En l’absence de décote, la question du rachat d’annuités ne se poserait pas : obtenant leur dû dans le régime par répartition, Véronique et Zakia pourraient se tourner vers une formule d’épargne en vue de la retraite telle que le PERP pour se procurer un revenu complémentaire jusqu’à leur mort. En autorisant des versements défiscalisés au delà de la limite de 10 % du revenu imposable lorsque ces versements auraient pour but de compenser la durée des études, les pouvoirs publics règleraient le problème de façon simple et élégante.

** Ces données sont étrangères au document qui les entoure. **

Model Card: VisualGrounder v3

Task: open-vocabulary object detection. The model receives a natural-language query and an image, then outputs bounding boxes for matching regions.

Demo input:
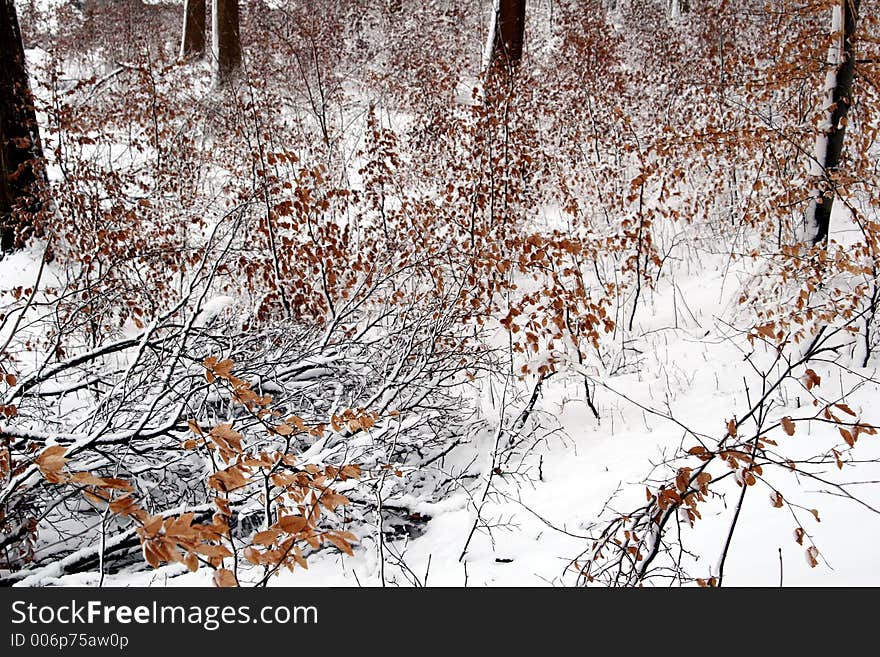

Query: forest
[0,0,880,587]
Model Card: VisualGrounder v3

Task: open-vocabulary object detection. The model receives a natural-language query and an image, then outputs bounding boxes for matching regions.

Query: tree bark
[180,0,207,57]
[806,0,859,244]
[0,0,45,251]
[489,0,526,69]
[212,0,241,85]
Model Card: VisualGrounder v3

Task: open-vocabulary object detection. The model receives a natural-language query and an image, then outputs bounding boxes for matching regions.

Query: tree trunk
[0,0,45,251]
[180,0,207,57]
[212,0,241,85]
[806,0,859,244]
[488,0,526,69]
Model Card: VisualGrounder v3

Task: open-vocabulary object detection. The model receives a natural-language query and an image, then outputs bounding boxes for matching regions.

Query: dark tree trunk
[807,0,859,244]
[180,0,207,57]
[0,0,45,251]
[213,0,241,84]
[489,0,526,69]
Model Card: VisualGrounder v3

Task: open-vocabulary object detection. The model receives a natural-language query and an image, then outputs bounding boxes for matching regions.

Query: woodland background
[0,0,880,586]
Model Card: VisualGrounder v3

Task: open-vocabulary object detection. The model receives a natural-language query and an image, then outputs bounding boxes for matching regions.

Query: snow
[0,0,880,587]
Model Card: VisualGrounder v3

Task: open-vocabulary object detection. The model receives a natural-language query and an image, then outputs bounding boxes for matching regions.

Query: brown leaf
[252,529,281,546]
[213,568,238,588]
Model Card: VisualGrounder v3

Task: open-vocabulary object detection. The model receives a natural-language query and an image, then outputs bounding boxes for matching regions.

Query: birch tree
[487,0,526,69]
[805,0,859,244]
[211,0,241,85]
[180,0,207,57]
[0,0,44,251]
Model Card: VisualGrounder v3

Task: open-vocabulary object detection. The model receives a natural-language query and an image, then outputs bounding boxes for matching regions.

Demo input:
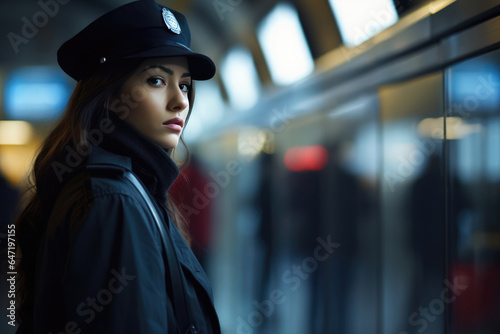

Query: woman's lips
[163,117,184,131]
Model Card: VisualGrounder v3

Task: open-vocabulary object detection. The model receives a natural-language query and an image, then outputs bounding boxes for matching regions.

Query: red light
[283,145,328,172]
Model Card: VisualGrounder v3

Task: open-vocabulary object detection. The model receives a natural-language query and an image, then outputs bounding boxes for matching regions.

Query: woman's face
[119,57,191,149]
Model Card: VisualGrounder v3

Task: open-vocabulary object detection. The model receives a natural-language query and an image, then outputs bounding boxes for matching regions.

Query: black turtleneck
[100,112,179,203]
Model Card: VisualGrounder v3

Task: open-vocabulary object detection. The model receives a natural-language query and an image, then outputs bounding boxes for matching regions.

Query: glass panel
[446,47,500,334]
[257,3,314,85]
[330,0,398,46]
[379,73,445,334]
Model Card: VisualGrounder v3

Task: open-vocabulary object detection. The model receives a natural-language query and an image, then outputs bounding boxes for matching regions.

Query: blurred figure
[0,173,19,334]
[170,155,212,270]
[324,145,366,334]
[409,154,445,333]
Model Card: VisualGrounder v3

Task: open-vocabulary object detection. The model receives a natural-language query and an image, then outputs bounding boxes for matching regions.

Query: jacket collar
[100,112,179,203]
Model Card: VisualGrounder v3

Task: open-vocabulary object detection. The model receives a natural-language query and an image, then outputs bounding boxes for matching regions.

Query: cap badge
[161,8,181,34]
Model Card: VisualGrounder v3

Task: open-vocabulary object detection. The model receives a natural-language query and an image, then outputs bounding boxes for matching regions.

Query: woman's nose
[167,87,189,111]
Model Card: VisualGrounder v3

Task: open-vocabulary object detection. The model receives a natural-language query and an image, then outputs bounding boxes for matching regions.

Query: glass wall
[446,50,500,334]
[379,72,445,334]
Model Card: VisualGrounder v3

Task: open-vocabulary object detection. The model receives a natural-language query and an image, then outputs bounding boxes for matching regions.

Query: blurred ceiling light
[221,47,259,110]
[257,3,314,85]
[4,66,71,121]
[329,0,398,47]
[418,117,482,140]
[0,121,34,145]
[238,127,269,160]
[283,145,328,172]
[427,0,457,14]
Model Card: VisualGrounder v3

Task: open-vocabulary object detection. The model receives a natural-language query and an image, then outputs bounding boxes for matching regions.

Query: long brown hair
[15,59,195,328]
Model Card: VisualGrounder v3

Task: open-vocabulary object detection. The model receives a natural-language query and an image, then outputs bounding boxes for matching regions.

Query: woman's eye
[148,77,165,86]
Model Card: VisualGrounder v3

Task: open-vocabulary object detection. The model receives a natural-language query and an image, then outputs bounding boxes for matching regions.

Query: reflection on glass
[221,47,259,110]
[257,3,314,85]
[446,51,500,334]
[330,0,398,46]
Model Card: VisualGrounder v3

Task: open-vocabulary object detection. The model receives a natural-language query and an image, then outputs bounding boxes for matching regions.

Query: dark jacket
[30,117,220,334]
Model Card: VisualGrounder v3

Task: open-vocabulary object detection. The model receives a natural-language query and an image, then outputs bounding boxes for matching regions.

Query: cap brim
[123,45,216,80]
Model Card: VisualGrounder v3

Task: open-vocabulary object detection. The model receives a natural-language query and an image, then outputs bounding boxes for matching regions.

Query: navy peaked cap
[57,0,215,81]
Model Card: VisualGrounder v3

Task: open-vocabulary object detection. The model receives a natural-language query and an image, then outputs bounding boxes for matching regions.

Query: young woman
[16,0,220,334]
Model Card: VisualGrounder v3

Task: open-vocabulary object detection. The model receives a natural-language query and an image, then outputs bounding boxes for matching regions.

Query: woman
[17,0,220,333]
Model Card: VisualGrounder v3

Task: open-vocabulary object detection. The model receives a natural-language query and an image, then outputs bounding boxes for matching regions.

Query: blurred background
[0,0,500,334]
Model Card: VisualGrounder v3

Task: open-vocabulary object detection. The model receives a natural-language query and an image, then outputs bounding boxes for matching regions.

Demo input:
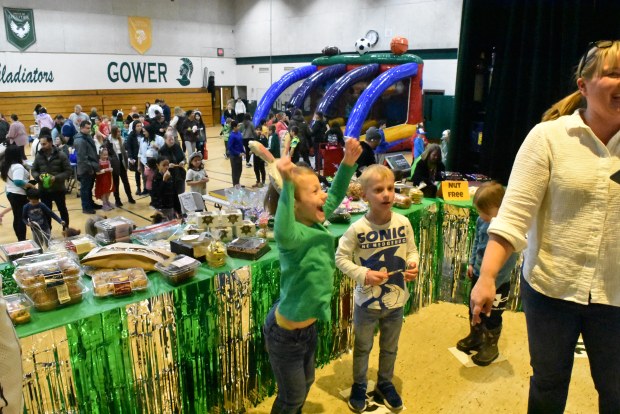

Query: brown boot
[456,324,484,354]
[471,325,502,367]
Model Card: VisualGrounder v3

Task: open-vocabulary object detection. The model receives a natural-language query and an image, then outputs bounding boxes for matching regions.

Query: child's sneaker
[349,382,368,413]
[375,382,403,412]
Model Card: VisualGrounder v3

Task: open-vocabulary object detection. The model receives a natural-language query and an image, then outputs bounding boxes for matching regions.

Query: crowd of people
[0,99,208,241]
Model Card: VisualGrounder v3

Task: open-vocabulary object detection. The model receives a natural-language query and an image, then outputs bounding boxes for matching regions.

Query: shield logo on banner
[4,7,37,52]
[127,17,153,55]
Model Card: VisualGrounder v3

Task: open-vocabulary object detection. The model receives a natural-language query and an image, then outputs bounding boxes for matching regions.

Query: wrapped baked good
[347,181,362,201]
[0,240,42,262]
[409,187,424,204]
[155,254,200,285]
[207,230,226,268]
[227,237,271,260]
[13,252,82,288]
[92,268,149,298]
[95,217,135,243]
[4,293,33,325]
[82,243,175,270]
[394,193,411,208]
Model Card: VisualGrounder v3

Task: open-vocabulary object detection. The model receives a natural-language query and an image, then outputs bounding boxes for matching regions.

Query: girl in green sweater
[263,138,362,413]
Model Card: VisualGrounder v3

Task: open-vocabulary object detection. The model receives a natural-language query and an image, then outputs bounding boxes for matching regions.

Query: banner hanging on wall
[4,7,37,52]
[127,16,153,55]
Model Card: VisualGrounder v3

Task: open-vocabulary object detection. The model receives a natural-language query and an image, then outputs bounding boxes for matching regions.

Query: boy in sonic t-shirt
[336,164,419,412]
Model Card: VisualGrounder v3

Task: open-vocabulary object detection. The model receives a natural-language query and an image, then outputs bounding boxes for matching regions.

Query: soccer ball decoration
[355,37,372,55]
[390,36,409,55]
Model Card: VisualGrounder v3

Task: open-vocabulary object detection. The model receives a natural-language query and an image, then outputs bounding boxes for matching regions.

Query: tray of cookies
[4,293,33,325]
[91,268,149,298]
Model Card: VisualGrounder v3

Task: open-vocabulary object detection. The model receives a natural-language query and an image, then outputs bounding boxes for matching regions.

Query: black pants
[6,193,28,241]
[243,138,252,163]
[41,191,69,229]
[230,154,243,186]
[469,276,510,330]
[254,157,267,184]
[112,162,133,201]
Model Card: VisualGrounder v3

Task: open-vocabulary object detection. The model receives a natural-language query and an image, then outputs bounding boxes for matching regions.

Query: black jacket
[30,147,73,192]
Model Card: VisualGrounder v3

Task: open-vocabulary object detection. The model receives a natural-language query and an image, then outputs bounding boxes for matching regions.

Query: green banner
[4,7,37,52]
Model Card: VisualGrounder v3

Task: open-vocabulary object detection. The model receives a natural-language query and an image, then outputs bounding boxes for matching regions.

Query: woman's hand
[364,270,389,286]
[342,137,362,167]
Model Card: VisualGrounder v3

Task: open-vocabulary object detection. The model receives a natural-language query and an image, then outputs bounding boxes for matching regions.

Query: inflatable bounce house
[253,37,424,150]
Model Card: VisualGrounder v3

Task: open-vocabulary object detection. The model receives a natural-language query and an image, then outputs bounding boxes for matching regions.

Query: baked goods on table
[4,293,32,325]
[92,268,149,298]
[155,254,200,285]
[227,237,271,260]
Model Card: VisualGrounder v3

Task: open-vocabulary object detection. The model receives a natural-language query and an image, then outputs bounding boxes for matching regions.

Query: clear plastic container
[0,240,43,262]
[13,252,83,290]
[95,217,134,243]
[22,277,88,311]
[155,254,200,285]
[49,234,99,259]
[4,293,33,325]
[92,268,149,298]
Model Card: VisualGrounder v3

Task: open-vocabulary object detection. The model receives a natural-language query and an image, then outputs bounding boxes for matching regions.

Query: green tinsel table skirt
[12,200,519,413]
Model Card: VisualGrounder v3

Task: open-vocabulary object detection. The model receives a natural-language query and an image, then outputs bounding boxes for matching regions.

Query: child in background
[252,125,269,187]
[143,158,157,194]
[227,121,245,186]
[22,188,65,249]
[456,181,519,366]
[220,118,232,159]
[151,157,181,220]
[185,152,209,195]
[267,125,280,158]
[336,164,419,413]
[263,139,361,413]
[95,147,114,211]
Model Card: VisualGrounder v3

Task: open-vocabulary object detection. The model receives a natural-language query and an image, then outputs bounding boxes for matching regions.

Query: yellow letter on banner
[441,181,469,201]
[127,16,152,55]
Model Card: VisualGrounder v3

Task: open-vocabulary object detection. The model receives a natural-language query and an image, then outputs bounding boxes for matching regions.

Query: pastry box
[92,268,149,298]
[155,254,200,285]
[0,240,42,262]
[226,237,271,260]
[4,293,33,325]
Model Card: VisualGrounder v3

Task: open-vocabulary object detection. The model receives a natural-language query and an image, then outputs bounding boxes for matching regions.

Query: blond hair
[474,181,506,213]
[542,40,620,122]
[359,164,394,191]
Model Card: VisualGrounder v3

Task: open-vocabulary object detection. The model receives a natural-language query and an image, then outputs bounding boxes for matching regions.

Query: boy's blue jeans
[353,305,403,384]
[521,276,620,414]
[263,302,317,414]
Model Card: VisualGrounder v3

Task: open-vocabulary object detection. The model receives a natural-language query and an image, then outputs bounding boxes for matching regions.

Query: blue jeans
[263,303,317,414]
[78,174,95,210]
[353,305,403,384]
[521,277,620,414]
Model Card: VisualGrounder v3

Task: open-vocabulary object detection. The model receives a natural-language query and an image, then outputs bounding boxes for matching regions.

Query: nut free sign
[108,62,168,83]
[441,181,469,201]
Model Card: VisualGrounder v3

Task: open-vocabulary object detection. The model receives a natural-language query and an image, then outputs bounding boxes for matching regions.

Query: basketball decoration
[390,36,409,55]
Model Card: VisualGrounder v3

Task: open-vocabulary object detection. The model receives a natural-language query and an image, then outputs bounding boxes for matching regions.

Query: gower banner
[4,7,37,52]
[127,16,153,55]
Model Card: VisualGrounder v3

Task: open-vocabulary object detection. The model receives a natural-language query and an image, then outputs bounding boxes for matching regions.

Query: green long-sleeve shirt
[274,164,357,322]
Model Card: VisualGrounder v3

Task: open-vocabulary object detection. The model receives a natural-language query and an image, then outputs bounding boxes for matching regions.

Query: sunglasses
[577,40,614,78]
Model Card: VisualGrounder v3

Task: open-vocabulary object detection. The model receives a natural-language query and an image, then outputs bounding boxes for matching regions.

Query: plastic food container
[95,217,134,243]
[0,240,42,262]
[92,268,149,298]
[155,254,200,285]
[4,293,33,325]
[50,234,99,259]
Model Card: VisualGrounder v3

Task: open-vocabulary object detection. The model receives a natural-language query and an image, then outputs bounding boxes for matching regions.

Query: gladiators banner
[4,7,37,52]
[127,17,153,55]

Mais le Gouvernement a décidé de garder prisonnières les personnes ayant une carrière incomplète. Avec un régime adouci (décote réduite de moitié) mais néanmoins carcéral. Et il propose à ses prisonniers de les libérer contre rançon. Deux rachats sont prévus. Si les barèmes envisagés sont maintenus, Véronique pourra obtenir : pour 41 820 euros, qu’on ne lui applique pas la décote, donc probablement qu’on lui accorde les 92,5 % de la moitié de son salaire de référence auxquels elle devrait avoir normalement droit sans rien payer ; pour 61 968 euros, 50 % de son salaire de base, comme si elle avait travaillé trois années de plus. Cette somme représente plus de trois années du salaire net moyen (1750 euros par mois en 2001).
Y aura-t-il beaucoup de personnes pour racheter leur décote ? Le Gouvernement l’ignore : comme à l’accoutumée, il n’a fait effectuer aucune étude à ce sujet.
En outre, il n’a pas dit quel usage sera fait des sommes ainsi récoltées. Elles devraient en bonne logique être versées au fonds de réserve des retraites. Mais ne seront-elles pas utilisées pour combler dans l’immédiat le « trou de la sécu », avec comme conséquence le creusement de trous futurs ? Avouons que ce serait tentant …
Un autre problème non résolu est relatif aux retraites ARRCO et AGIRC. En effet, si en rachetant des années d’étude une personne obtient le droit de partir à taux plein à 60 ans dans le régime de la sécurité sociale, cela devrait lui donner le même droit dans les régimes complémentaires. Les versements mis à la charge de ces régimes seront ainsi augmentés. Mais quid de leurs ressources ? Il ne semble pas qu’il soit envisagé de partager les rançons (pardon, les rachats) entre la sécurité sociale et l’AGFF (structure qui finance les pensions AGIRC et ARRCO versées sans réduction avant 65 ans). L’accord du 13 novembre entre partenaires sociaux a certes prévu que des rachats de points puissent être effectués dans les régimes AGIRC et ARRCO lorsque des annuités le seront dans le régime général, mais cela ne résout pas le problème du surcoût inhérent à la diminution (ou suppression) des coefficients de départ anticipé provoquée par les rachats d’annuités.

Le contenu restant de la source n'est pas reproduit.